#### Need solution for RD Sharma maths class 12 Chapter Inverse Trigonometric functions exercise 3.8 question 1 sub question (viii)

$\frac{3}{4}$

Hint:

As we know that the range of $\cot \left(\cot ^{-1} x\right) \text { is } x \text { for } x \in \mathbb{R} \text { ( real number) }$

Given:

$\cot \left(\cos ^{-1}\left(\frac{3}{5}\right)\right)$

Solution:

In place of $\cot ^{-1} x$  here is $\cos ^{-1} x$

So, we convert $\cos ^{-1} x$ into $\cot ^{-1} x$.

Let’s suppose that,

\begin{aligned} &\cos ^{-1} \left (\frac{3}{5} \right )=\alpha \\ &\cos \alpha=\frac{3}{5}=\frac{B}{H} \end{aligned}

Let, in $\Delta ABC$,  angle $CAB = \alpha$ and right angle at B.

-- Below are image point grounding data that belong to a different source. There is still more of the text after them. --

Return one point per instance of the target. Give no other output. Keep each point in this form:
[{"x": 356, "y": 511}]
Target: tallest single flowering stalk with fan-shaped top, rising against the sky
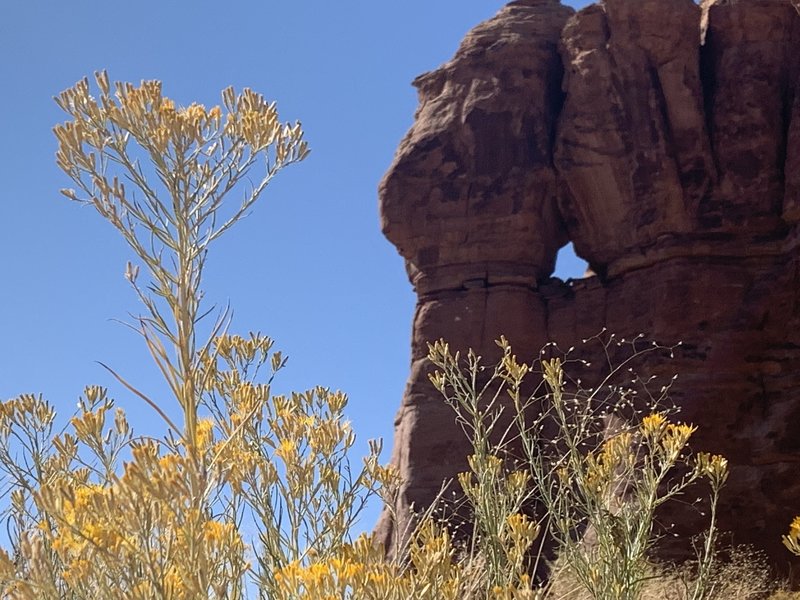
[{"x": 197, "y": 157}]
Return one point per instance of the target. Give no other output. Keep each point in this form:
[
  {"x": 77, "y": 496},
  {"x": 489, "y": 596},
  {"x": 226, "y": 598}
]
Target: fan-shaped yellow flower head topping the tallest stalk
[{"x": 198, "y": 154}]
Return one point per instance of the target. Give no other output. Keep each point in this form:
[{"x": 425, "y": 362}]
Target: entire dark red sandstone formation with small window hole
[{"x": 673, "y": 165}]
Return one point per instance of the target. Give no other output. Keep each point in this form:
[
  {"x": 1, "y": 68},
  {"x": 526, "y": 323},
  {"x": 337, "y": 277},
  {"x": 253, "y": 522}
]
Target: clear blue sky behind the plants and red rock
[{"x": 309, "y": 267}]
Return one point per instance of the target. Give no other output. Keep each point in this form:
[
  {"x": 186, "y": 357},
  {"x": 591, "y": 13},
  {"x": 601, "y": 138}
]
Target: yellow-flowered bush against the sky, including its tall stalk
[{"x": 246, "y": 485}]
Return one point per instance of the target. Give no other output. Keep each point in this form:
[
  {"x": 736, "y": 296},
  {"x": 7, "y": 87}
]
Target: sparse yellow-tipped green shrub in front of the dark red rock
[{"x": 596, "y": 475}]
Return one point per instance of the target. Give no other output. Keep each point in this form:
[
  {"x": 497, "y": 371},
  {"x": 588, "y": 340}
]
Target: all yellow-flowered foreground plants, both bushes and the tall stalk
[{"x": 252, "y": 494}]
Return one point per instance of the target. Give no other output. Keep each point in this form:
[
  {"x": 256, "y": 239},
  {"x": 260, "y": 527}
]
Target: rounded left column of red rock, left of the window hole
[{"x": 466, "y": 202}]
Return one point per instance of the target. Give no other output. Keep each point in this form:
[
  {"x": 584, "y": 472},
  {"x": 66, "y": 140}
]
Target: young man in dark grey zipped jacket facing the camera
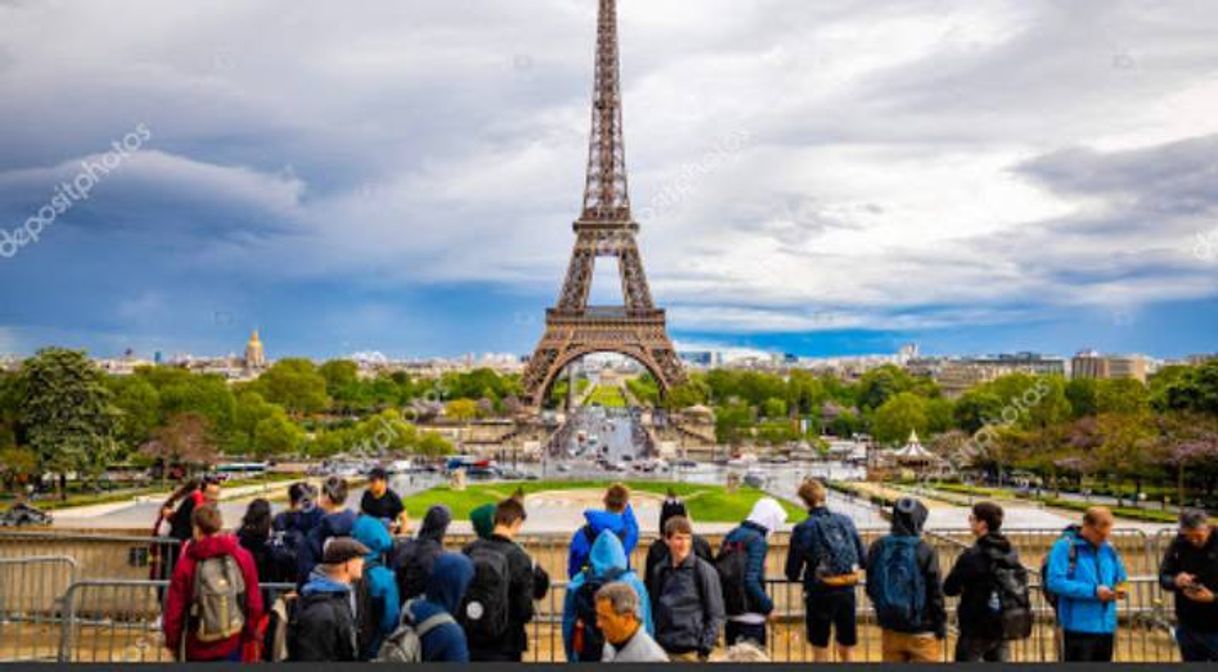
[{"x": 688, "y": 600}]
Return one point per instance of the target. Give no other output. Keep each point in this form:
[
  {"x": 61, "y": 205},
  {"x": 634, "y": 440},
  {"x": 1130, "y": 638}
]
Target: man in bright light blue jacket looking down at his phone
[{"x": 1088, "y": 578}]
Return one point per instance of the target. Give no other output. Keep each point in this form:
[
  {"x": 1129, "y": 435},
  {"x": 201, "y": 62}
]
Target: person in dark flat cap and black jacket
[{"x": 325, "y": 629}]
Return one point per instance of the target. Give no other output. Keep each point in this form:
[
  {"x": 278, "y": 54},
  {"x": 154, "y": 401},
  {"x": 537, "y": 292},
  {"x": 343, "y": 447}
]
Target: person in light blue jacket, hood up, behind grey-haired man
[{"x": 607, "y": 564}]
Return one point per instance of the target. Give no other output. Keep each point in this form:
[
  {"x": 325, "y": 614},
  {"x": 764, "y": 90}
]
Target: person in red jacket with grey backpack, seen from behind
[{"x": 209, "y": 542}]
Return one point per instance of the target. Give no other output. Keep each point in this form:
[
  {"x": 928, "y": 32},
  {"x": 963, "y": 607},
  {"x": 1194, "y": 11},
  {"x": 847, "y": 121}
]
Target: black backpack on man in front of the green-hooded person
[{"x": 484, "y": 613}]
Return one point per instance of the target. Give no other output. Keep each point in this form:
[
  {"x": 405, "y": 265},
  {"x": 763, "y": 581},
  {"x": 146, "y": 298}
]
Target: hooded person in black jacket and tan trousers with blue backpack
[{"x": 904, "y": 640}]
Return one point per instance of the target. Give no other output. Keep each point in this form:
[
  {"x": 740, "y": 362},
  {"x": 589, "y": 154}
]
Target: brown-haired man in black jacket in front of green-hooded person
[{"x": 524, "y": 586}]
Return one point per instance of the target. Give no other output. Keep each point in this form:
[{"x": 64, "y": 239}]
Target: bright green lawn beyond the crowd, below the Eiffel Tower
[{"x": 706, "y": 503}]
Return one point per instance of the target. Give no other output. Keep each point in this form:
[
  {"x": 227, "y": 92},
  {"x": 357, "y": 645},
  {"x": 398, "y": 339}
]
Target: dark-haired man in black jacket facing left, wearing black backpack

\begin{aligned} &\\ &(A C)^{2}=(A B)^{2}+(B C)^{2} \\ &(5)^{2}=3^{2}+(B C)^{2} \\ &25=9 + (BC)^2 \\ & (BC)^2= 16\end{aligned}

$BC=\pm 4$                [we will ignore the -ve sign because BC is a length and it can’t be -ve]

$BC= 4$

\begin{aligned} &\cot \left(\cos ^{-1}\left(\frac{3}{5}\right)\right)=\cot c \\ &\cot \alpha=\frac{3}{4} \\ &\cot \left(\cos ^{-1}\left(\frac{3}{5}\right)\right)=\frac{3}{4} \end{aligned}